LYON (AFP) - Pour sa première sortie sous la houlette de son nouvel entraîneur Lionel Horter, Laure Manaudou s'en est bien sortie avec un honnête 800 m nage libre alors qu'elle est diminuée physiquement, vendredi lors de la Coupe de France à Lyon.
Contrariée par une gastro-entérite depuis quatre jours et fatiguée par un stage intensif de quinze jours aux Seychelles, la championne olympique a signé un 800 m en 8 min 36 sec 9/100, soit deux secondes de moins qu'en novembre à Montpellier.
Avec ce chrono, Manaudou a égalé celui qu'elle avait réalisé il y a tout juste un an dans le même bassin, à seulement trois semaines des Mondiaux de Melbourne où elle avait battu le record d'Europe (8:18.80).
Venue sans objectifs chronométriques mais pour prendre des repères cinq semaines après avoir rejoint le pôle France de Mulhouse, Manaudou s'est déclarée satisfaite de sa journée, tout comme son entraîneur.
"La façon de faire est très convenable et la façon qu'elle a eu de gérer sa course est très intéressante.

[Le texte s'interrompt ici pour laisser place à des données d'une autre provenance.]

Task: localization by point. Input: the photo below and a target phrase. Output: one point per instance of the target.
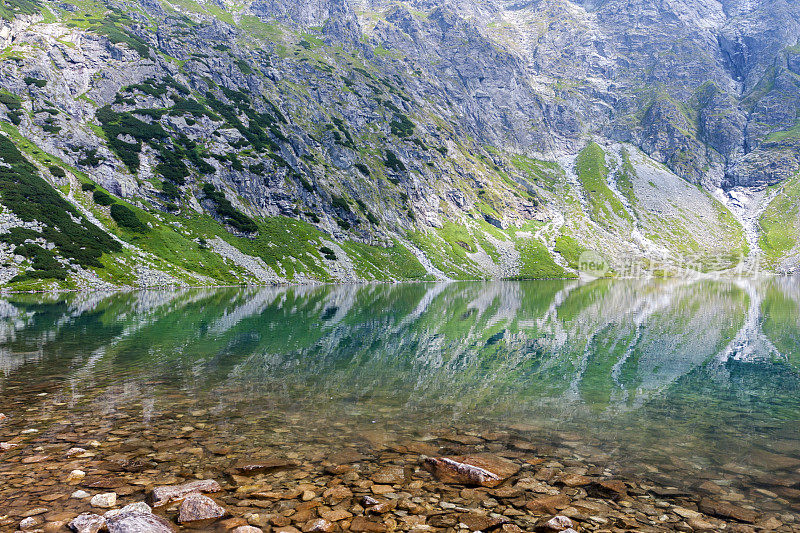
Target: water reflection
(706, 372)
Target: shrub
(118, 35)
(117, 124)
(172, 167)
(126, 218)
(363, 168)
(393, 162)
(31, 198)
(340, 203)
(90, 158)
(29, 80)
(401, 126)
(57, 171)
(12, 102)
(227, 212)
(101, 198)
(170, 191)
(329, 254)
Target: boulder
(105, 500)
(173, 493)
(87, 523)
(482, 470)
(133, 522)
(249, 467)
(197, 508)
(556, 523)
(727, 511)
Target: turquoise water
(674, 382)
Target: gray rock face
(197, 508)
(135, 522)
(172, 493)
(87, 523)
(293, 108)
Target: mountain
(198, 142)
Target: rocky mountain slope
(233, 141)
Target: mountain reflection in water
(695, 374)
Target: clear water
(672, 382)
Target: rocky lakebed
(122, 475)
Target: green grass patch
(592, 173)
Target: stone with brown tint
(575, 480)
(87, 523)
(363, 525)
(382, 508)
(727, 510)
(336, 494)
(548, 504)
(554, 524)
(35, 459)
(172, 493)
(139, 523)
(197, 508)
(391, 475)
(477, 521)
(232, 523)
(334, 515)
(607, 489)
(318, 525)
(249, 467)
(483, 470)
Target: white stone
(76, 475)
(28, 523)
(137, 507)
(104, 501)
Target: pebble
(137, 507)
(105, 500)
(88, 523)
(172, 493)
(75, 476)
(139, 523)
(28, 523)
(196, 507)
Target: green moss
(592, 173)
(536, 261)
(126, 218)
(227, 212)
(780, 224)
(31, 199)
(569, 248)
(376, 263)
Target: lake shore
(361, 482)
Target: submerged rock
(133, 522)
(105, 501)
(87, 523)
(556, 523)
(482, 470)
(257, 466)
(198, 508)
(172, 493)
(607, 489)
(137, 507)
(727, 510)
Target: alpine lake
(621, 405)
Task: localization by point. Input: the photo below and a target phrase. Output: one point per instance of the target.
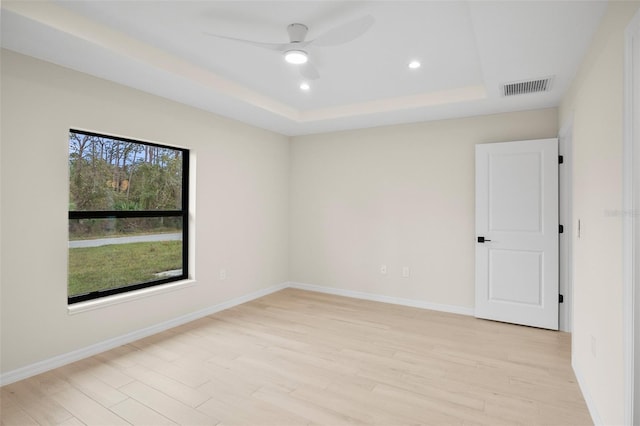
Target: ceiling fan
(295, 51)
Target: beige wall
(401, 196)
(595, 101)
(242, 178)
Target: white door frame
(631, 233)
(565, 180)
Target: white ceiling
(467, 50)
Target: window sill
(116, 299)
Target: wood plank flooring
(302, 358)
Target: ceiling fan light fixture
(296, 57)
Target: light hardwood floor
(298, 358)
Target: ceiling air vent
(527, 86)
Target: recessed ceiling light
(296, 57)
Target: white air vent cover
(527, 86)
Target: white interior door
(517, 217)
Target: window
(128, 215)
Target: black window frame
(109, 214)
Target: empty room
(319, 212)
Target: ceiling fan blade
(309, 71)
(281, 47)
(344, 33)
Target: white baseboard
(588, 399)
(385, 299)
(64, 359)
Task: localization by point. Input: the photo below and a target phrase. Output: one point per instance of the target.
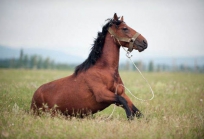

On est dans une phase d'apprentissage y compris dans les compétitions et en ce qui me concerne, je suis en train de bâtir des repères avec elle. J'essaie de comprendre comment elle fonctionne", a expliqué Horter.
Entourée de sa famille au grand complet depuis qu'elle s'est réconciliée avec son frère Nicolas, Laure Manaudou est apparue détendue et a répondu longuement aux questions des journalistes après avoir conclu les séries du 50 m dos en 29 sec 61/100.
La triple championne du monde a surtout été interrogée sur le 400 m nage libre de samedi, son premier en 2008 alors que ses rivales ont claqué de très bons temps la semaine dernière comme la jeune américaine Katie Hoff, 18 ans, qui a échoué à 7/100 du record du monde de la Française (4:02.13).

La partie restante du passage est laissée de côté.